Wedding Toasts I'll Never Give
- Cover of Wedding Toasts I'll Never Give
- Author: Ada Calhoun
- Language: English
- Genre: Memoir
- Publisher: W. W. Norton & Company
- Publication date: May 16, 2017
- Publication place: United States
- Media type: Print (hardcover)
- Pages: 192
- ISBN: 978-0-393-25479-2

= Wedding Toasts I'll Never Give =

Book by Ada Calhoun

Wedding Toasts I'll Never Give is a memoir by Ada Calhoun about marriage. It was inspired by the success of her New York Times "Modern Love" column, "The Wedding Toast I'll Never Give", which the paper named one of its most-read stories of 2015. The book was released on May 16, 2017 by W. W. Norton & Company.

==Overview==
Wedding Toasts I'll Never Give is a memoir by Calhoun about marriage. It was inspired by the success of her New York Times "Modern Love" column, "The Wedding Toast I'll Never Give", which the paper named one of its most-read stories of 2015. The book was released on May 16, 2017, by W. W. Norton & Company. In the book, Calhoun presents seven personal essays, framed as "toasts", that discuss topics such as infidelity, existential anxiety, fighting in rental cars, and the "soul mates" ideal.

==Reviews==
Wedding Toasts I'll Never Give received was praised in pre-publication reviews. Publishers Weekly calls it "A humorous, realistic, and loving look at marriage....Each essay mixes components of memoir and self-help, drawing on insight from Calhoun's own marriage as well as the wise thoughts of clergymen and lessons learned from long-married couples." Library Journal said "Alternating between hilarious personal anecdote and sobering professional insight, this memoir conveys perhaps the simplest lesson ever given about learning to make a marriage last: just don't get divorced.
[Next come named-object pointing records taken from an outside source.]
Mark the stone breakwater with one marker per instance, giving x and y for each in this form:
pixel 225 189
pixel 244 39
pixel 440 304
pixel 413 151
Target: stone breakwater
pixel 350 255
Her other great contribution to the literature on marital happiness might be her explanation of why fights in cars are the worst: you cannot storm off." The book received blurbs from Molly Ringwald, Susannah Cahalan, Karen Abbott, Phillip Lopate, Carlene Bauer, Davy Rothbart, Leah Carroll, Kathryn Hahn, Gretchen Rubin, Emma Straub, and Rebecca Traister. The New York Times "Modern Love" column published the first serial excerpt on April 23, 2017 as "To Stay Married, Embrace Change."